ブリタールについては、うーん、すみません、あまり印象無し。アバニャートを観るのに一生懸命だったようだ。「カサノヴァ」の壁を登っていく彼の方が印象的だったなあ(ってこれは踊りじゃないぞ)。
あと女性はいいのだが、男性の衣装、エメラルドは特に首が詰まっていて、なんだか損なような気がした。どうしても首が短く見えてしまう。

ラスト、全員が舞台上にそろうシーンはさすがに、美しくて圧巻だ。エメラルドはあんまり良い演目とは言えない、なんて聞いていたけれどそんなことは全然ないじゃないか、と思えたのでわたし的にはかなり満足。このあと、ルビー、ダイヤモンドと観て、この演目が一番、いかにもパリ・オペラ座的だなと思ったのだった。
NYCBに関しては映像でしかみたことがないから、えらそうなことは言えないが、NYCBより、絶対パリオペラ座の方が、エメラルドに向いていると思う。独特のエレガンスとか香気とかがこの演目には絶対必要で(それが感じられなければ、つまらないバレエになる危険性は大)、オペラ座の持つバレエ文化の長い歴史、誇り、愛情が結実してエメラルドの美学(わたしが感じるところの)を見事に表出していたと思う。


ルビー

クレールマリ・オスタ、マニュエル・ルグリ、カリン・アヴェルティ

幕開け、女王様(って役じゃないけれど)と4人の男の子達ダンサーのチェックに励むわたし(笑)。アヴェルティは美人ではあるけれど、他会場のキャスト、ジローやロンベールがもつ絶対的迫力は欠ける。なのでちょっと女王様度が低くて、残念ではあった。4人の男の子で注目したのは、ゴディオンとエメラルドから連続のティボー。ゴディオンは見た目と踊りの雰囲気が同じ感じ(っとティボーくんもそうだから、若いダンサーはみんなそんなものかな)しかし、ゴディオンはそれでもちょっと独特な端正さ。もっとじっくり観てみたかったけれど主役が登場しちゃうとそれどころではなくなった。残念ではある。

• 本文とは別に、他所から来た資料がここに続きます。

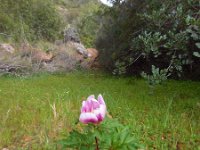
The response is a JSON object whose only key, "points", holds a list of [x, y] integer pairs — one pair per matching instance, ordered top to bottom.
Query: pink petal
{"points": [[90, 97], [100, 99], [95, 103], [100, 113], [88, 118]]}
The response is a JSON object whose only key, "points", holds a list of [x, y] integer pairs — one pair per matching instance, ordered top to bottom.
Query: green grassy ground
{"points": [[36, 111]]}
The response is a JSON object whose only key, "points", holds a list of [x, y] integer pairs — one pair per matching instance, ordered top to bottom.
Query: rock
{"points": [[71, 34], [58, 42], [7, 47], [78, 48], [92, 53], [36, 55]]}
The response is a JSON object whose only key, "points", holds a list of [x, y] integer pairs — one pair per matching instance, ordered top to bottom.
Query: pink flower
{"points": [[93, 111]]}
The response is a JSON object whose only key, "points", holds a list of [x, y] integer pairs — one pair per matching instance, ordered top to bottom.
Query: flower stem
{"points": [[97, 144]]}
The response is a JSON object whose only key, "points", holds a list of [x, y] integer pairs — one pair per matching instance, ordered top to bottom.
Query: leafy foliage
{"points": [[164, 34], [110, 135]]}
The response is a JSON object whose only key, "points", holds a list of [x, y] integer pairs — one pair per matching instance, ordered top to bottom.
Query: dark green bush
{"points": [[138, 34]]}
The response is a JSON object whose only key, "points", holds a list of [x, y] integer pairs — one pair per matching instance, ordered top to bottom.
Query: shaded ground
{"points": [[36, 111]]}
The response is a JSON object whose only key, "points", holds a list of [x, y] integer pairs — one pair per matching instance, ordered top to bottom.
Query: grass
{"points": [[36, 111]]}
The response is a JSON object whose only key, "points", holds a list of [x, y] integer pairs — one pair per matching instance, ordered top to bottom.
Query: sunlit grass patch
{"points": [[36, 111]]}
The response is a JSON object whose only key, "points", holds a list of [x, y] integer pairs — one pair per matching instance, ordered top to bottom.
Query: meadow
{"points": [[37, 111]]}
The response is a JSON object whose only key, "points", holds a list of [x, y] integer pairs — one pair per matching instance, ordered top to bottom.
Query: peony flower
{"points": [[93, 111]]}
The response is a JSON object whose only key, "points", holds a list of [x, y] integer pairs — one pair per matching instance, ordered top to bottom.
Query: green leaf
{"points": [[198, 45], [197, 54]]}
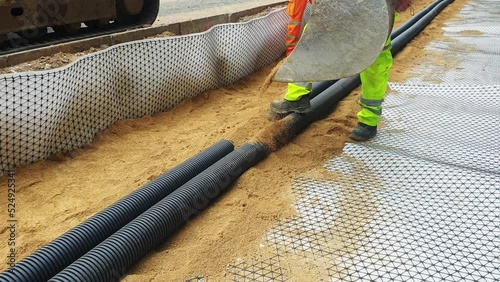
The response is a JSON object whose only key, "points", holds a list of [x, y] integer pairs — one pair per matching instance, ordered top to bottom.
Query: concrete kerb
{"points": [[181, 28]]}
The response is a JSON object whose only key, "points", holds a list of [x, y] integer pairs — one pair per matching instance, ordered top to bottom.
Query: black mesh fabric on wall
{"points": [[46, 112]]}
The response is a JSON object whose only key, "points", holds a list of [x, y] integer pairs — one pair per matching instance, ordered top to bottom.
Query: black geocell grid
{"points": [[46, 112], [421, 202]]}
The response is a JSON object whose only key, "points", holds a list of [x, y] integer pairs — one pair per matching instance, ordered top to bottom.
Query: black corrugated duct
{"points": [[321, 86], [325, 102], [58, 254], [110, 260]]}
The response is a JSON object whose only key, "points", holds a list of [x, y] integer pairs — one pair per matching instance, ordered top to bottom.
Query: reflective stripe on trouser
{"points": [[374, 86], [297, 90]]}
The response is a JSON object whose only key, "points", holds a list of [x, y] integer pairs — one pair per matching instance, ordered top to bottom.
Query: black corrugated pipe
{"points": [[414, 19], [399, 42], [321, 86], [324, 102], [58, 254], [110, 260]]}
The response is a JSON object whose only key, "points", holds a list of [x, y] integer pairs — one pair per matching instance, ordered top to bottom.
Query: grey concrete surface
{"points": [[172, 11]]}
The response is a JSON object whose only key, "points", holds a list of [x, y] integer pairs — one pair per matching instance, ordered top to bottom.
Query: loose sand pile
{"points": [[56, 195]]}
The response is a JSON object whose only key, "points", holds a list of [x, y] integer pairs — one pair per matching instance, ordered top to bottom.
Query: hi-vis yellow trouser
{"points": [[373, 87]]}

早い音楽で溌剌とした踊りは、無条件で観ていて楽しい。

そしてオスタ&ルグリ登場〜。オスタ、はは〜、それが問題の髪型か〜、と踊りよりも髪型に意識がいってしまったわたし。ちょっと、バレエにそれはどうよ?という感じがなくもなかったけれど、ルビーの雰囲気にはまあまああっているから、いいのかなというところ。普通にひっつめてティアラのせた方が、普通に可愛いと思うのだが、どうか。ルグリとのパ・ド・ドウ部分で、お互いの脚を絡めたりして、ちょっと色っぽい振付もあったりするので、そういう感じにしてみたのかなあ、と思うけれども、一歩間違えば下品ぎりぎりの境界線あたりだ。コケティッシュな振付もあくまで、コケティッシュそしてチャーミングにみえなくてはいけないわけで、下品になってはお終いだ。なのでああいう髪型は個性的ではあるけれど、損だなと思ってしまう。
髪型よりもダンスそれ自体で、表現することを大いに望むわたしだった。オスタは今回の踊りを観た限りでは、決して悪くなかったし、そういう表現が苦手なダンサーでもなさそうに思えた。

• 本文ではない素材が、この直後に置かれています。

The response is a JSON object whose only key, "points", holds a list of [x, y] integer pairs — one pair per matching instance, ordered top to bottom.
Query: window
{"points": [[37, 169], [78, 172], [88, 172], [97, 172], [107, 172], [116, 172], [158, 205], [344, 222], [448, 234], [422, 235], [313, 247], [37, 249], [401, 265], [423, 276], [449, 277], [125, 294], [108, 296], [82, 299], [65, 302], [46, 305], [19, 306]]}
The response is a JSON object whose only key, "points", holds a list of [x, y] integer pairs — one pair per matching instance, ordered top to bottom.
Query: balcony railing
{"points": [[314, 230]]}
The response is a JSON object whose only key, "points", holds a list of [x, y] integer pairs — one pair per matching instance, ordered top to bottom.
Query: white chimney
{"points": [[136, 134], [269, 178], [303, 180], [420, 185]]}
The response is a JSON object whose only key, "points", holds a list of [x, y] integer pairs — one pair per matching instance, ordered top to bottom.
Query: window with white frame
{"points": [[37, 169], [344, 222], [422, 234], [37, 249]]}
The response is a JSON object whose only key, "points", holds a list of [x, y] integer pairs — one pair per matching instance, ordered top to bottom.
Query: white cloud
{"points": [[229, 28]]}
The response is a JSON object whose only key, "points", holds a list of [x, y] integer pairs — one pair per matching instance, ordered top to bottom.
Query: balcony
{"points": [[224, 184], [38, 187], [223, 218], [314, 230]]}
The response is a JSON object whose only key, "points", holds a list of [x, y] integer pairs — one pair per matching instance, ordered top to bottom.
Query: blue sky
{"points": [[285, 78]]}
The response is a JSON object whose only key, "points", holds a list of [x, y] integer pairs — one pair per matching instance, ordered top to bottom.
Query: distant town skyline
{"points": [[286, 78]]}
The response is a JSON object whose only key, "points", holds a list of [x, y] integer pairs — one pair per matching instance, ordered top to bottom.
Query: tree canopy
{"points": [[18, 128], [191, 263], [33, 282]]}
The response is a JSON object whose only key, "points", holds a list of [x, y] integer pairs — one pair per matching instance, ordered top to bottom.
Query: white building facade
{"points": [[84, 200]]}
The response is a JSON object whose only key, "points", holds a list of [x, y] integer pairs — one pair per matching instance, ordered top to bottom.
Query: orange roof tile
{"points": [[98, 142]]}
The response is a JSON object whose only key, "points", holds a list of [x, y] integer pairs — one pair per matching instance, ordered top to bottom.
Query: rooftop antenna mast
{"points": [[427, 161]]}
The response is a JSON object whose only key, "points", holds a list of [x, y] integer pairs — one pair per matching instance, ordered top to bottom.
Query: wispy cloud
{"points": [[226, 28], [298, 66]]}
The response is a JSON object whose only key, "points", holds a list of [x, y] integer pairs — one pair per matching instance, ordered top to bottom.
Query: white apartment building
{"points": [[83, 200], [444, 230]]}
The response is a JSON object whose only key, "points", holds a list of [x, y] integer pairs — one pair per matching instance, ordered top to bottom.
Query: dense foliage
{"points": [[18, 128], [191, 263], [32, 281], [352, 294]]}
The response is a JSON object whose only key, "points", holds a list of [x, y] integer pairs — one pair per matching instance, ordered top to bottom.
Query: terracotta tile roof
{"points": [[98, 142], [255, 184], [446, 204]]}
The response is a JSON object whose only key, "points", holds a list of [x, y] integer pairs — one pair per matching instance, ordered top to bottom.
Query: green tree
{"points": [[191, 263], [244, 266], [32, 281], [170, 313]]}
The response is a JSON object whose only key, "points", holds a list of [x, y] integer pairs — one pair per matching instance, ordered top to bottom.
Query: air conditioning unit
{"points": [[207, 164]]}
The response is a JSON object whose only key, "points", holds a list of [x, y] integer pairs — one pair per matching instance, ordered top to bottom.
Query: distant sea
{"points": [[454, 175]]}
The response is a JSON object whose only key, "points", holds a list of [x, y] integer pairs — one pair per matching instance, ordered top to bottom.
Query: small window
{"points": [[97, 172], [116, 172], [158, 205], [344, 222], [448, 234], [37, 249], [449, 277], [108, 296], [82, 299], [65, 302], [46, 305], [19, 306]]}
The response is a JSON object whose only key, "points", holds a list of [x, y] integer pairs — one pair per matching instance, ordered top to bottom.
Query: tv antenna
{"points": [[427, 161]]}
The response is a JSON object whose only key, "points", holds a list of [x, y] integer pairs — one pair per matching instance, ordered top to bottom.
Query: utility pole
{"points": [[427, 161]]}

ルグリは、いや〜、変わってないですね〜。音楽そのものになりきるダンスは、昔から彼の得意中の得意なダンスだったけれど更に磨きがかかっているように思えた。そしてこれもいつも思うことだけれど、踊ること、それ自体を自分自身がこれ以上ないほど楽しんで踊ることが出来る、数少ないダンサーだなとまた今回も感じ入った。もちろん、演目にもよるけれども、幸いルビーは踊ることを純粋に楽しんでいい演目だ。いや、もしかしたらそれが肝心要な演目といえるかもしれない。ルグリは舞台に立つこと、音楽に合わせて踊ること、そして音楽に成りきることを心の底から楽しんでいる。そんな彼の踊りから、輝かしいオーラが舞台一面に巻き散り、どんどん拡散していくのは至極当然のことで、観ている自分もそのオーラに包まれて幸福な気分になった。
踊りを楽しむ、単純なことのようだが、それを彼のレベルでやることができるダンサーはそうそういない。
残念ながらわたしは彼のソロルを観ることはできなかったけれど、このルビーでキラキラと眩しいダンスを観られたことはよかったと思う。名古屋に来てくれて本当にありがとう、ルグリ。


ダイヤモンド

マリ=アニエス・ジロー、ジョゼ・マルティネス

白いクラシック・チュチュ。そしてチャイコフスキー。バランシンのロシア・バレエに対するオマージュが全面的に現れた作品。なのでBBSにも少し書いたが、ロシアバレエスキーのわたしには、少しばかり不利な作品だった。こういう風な見方をしたら絶対楽しめなくて損なので、やめた方がいいとわかっているのに。ダメですね〜。
ジローは映像にある「眠り」のリラの精よりは、随分としっとりとして指先まで神経が行き届いた踊りで、よかったと思う。ただやはり、彼女のクラシック(バランシンではあるけれど)は、あまりわたしの心に添わないのである(ファンの方、ごめんなさい)。
マルティネスは、さすがエトワール。どのポーズも美しく完璧。ちょっとだけ文句をいうなら着地の足音か。ルグリはほとんどしなかったのに、マルティネスはところどころ気になったのだった。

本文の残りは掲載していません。